Warner said the verbal exchange at a one-day international at the Melbourne Cricket Ground on Sunday earned him a fine of 50 percent of his match fee from the International Cricket Council.
The Australian fielders had taken offence when the Indians went for a single off an overthrow which they wrongly believed was in breach of cricket etiquette.
“When I went over to say something to him, he sort of said something in their language and I said ‘speak English’ because, if you’re going to say something for me to understand, theoretically I cannot speak Hindi,” Warner told Sky Sports Radio.
“So I did the polite thing and asked him to speak English, therefore he did and I can’t repeat what he said.”
“But I’ll tell you one thing, I’d be in a whole heap more shit if the camera’s saw the shots I fired back.

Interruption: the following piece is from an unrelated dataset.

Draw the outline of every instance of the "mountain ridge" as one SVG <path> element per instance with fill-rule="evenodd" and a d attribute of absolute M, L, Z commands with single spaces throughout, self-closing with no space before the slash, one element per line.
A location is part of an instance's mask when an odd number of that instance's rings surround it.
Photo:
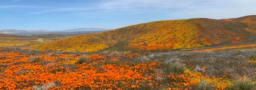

Essentially, I told him that maybe he should consider going back to India.”
Asked whether there was anything wrong in the manner in which he had spoken to Sharma, Warner said: “I thought I was OK by asking him to speak English and I am going to say it a couple of times if he keeps saying it in Hindi – as for the other stuff… I mean, maybe it’s not that politically correct – but I am a Western Suburbs boy ’till I die. I am not ashamed of that.”
Warner admitted he should not have confronted Sharma but said the pair had been engaging in “friendly banter” during the match, which Australia won with six balls to spare despite a century by Sharma, and he didn’t feel the need to apologise.
“No, because we were actually going at each other anyway during the game,” he said.
During the summer’s Test series against India, which saw repeated heated sledging, Warner said he would not be toning down his “banter” and he repeated that stance Monday.
“If people get on the wrong side of me, I’m not going to back down,” he said.
“…and if these whinging armchair critics have a problem with the way I treat our rival cricketing nations – they can get f**ked as well. I don’t see them out here getting centuries – that’s what I do – and if you’ve got a problem with how I do it, then maybe you should start watching tennis,”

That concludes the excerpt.